Moynihan on Social Security "Woes"

Christian Gregory christian11 at mindspring.com
Sun Jun 17 10:12:48 PDT 2001



>
> 1. Using the excess FICA to pay down the debt does not "spend"
> Trust Fund money as Moynihan claims, but just substitutes one
> debt for another, with a net of no change except for interest.
> Am I right?
>
> 2. Just how big is the Trust Fund at its max in relation to
> the Federal debt? What I have in mind is that the so-called
> tax-cut means no surplus, and thus no continued debt paydown.
>

The op-ed says, regarding the treasury's "borrowing" of social security funds in return for treasuries:

"Balances are available to finance future benefit payments and other trust fund expenditures -- but only in a bookkeeping sense. . . . They do not consist of real economic assets that can be drawn down in the future to fund benefits. Instead, they are claims on the Treasury that, when redeemed, will have to be financed by raising taxes, borrowing from the public, or reducing benefits or other expenditures. The existence of large trust fund balances, therefore, does not, by itself, have any impact on the Government's ability to pay benefits."
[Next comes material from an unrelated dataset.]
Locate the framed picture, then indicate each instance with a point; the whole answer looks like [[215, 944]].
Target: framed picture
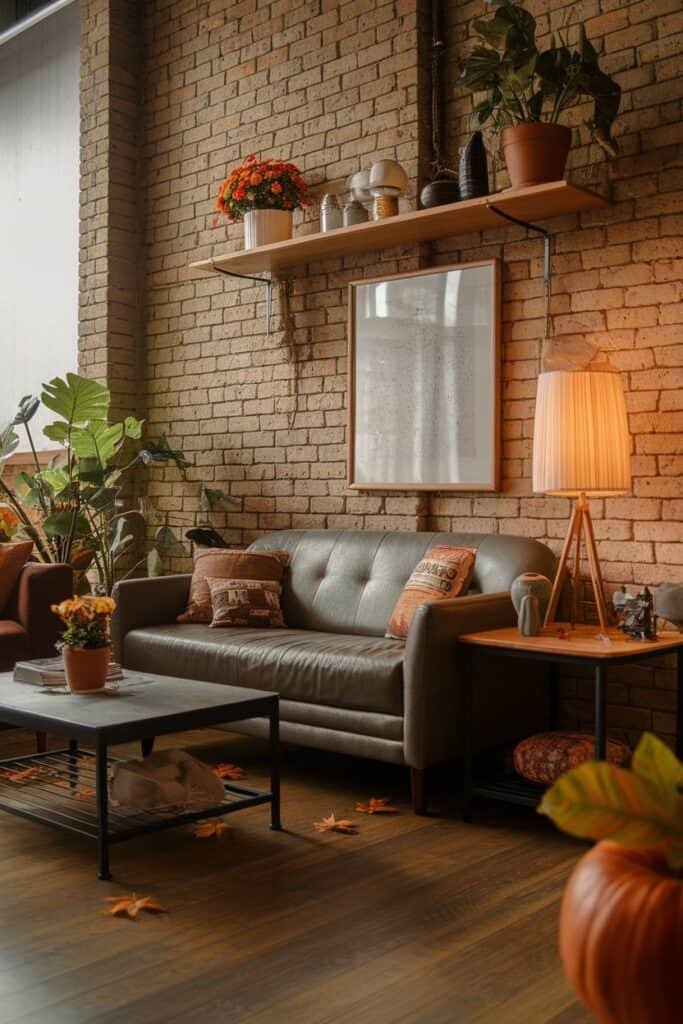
[[424, 380]]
It would seem that the answer to your first question is yes. By the reasoning above, however, a trust fund deficit is no more meaningful than a trust fund surplus, except in the eyes of those who would destroy it. If you use its surplus to pay other debts in the present, there is no reason--except political ones--that it should suffer its deficits either.

Current gross federal debt: $5.7 trillion; social security assets at present (after payments) $1.1 trillion; according to intermediate-cost assumption of SSA projections of two years ago, SS biggest surplus will be $2.4 trillion in 2018.


> 3. If the dollar is just a Fed obligation, backed by no more
> than Treasuries (I've been re-reading your book, Doug), and
> if Moynihan is right (hah!) that making good on the Trust
> Fund is very difficult, then aren't our dollars near
> worthless?

This reflects political choices more than the worth of the dollar, I should think.


>
> Isn't that the logical conclusion of Moynihan's argument, if
> one grants that his argument *is* logical in the first place?
>
> 4. Finally, does anybody have comments on Moynihan's place?
> I've been intrigued for some time by his liberal reputation
> contrasted with his longstanding (I think he was a founder)
> joint editorship with Irving Kristol and Daniel Bell of the
> Public Interest. What gives?

He's always been a conservative lib. Back in the late 60's or early 70's, he wrote a screed about black family dependency on welfare, sounding the moral hazard alarms in race terms. This is mild.